Recently, we reported that high extracellular calcium increased receptor activator of nuclear factor-${\kappa}B$ ligand (RANKL) expression via p44/42 mitogen-activated protein kinase (p44/42 MAPK) activation in mouse osteoblasts. However, the mechanism for p44/42 MAPK activation by high extracellular calcium is unclear. In this study, we examined the role of intracellular calcium increase in high extracellular calcium-induced RANKL induction and p44/42 MAPK activation. Primary cultured mouse calvarial osteoblasts were used. RANKL expression was highly induced by 10 mM calcium treatment. Ionomycin, a calcium ionophore, also increased RANKL expression and activated p44/42 MAPK. U0126, an inhibitor of MEK1/2, an upstream activator of p44/42 MAPK, blocked the RANKL induction by both high extracellular calcium and ionomycin. High extracellular calcium increased the phosphorylation of proline-rich tyrosine kinase 2 (Pyk2), one of the known upstream regulators of p44/42 MAPK activation. Bisindolylmaleimide, an inhibitor of protein kinase C, did not block RANKL induction and p44/42 MAPK activation induced by high extracellular calcium. 2-Aminoethoxydiphenyl borate, an inhibitor of inositol 1,4,5-trisphosphate (IP3) receptor, blocked the RANKL induction by high extracellular calcium.

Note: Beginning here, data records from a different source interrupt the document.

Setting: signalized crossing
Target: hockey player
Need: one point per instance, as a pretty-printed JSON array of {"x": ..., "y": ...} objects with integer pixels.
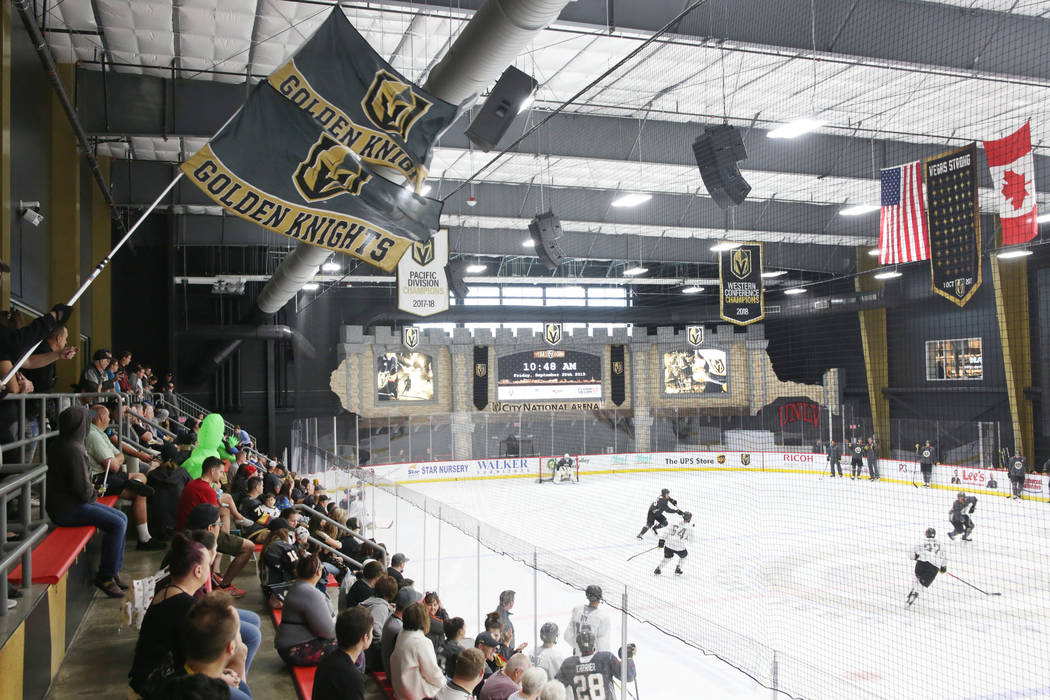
[
  {"x": 655, "y": 517},
  {"x": 589, "y": 674},
  {"x": 591, "y": 618},
  {"x": 675, "y": 543},
  {"x": 563, "y": 469},
  {"x": 961, "y": 517},
  {"x": 1017, "y": 467},
  {"x": 929, "y": 560},
  {"x": 926, "y": 459},
  {"x": 856, "y": 459},
  {"x": 835, "y": 457}
]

It also partially suppressed the activation of Pyk2 and p44/42 MAPK. Cyclosporin A, an inhibitor of calcineurin, also inhibited high calcium-induced RANKL expression in dose dependent manner. However, cyclosporin A did not affect the activation of Pyk2 and p44/42 MAPK by high extracellular calcium treatment. These results suggest that 1) the increase in intracellular calcium via IP3-mediated calcium release is necessary for RANKL induction by high extracellular calcium treatment, 2) Pyk2 activation, but not protein kinase C, following the increase in intracellular calcium might be involved in p44/42 MAPK activation, and 3) calcineurin-NFAT activation by the increase in intracellular calcium is involved in RANKL induction by high extracellular calcium treatment.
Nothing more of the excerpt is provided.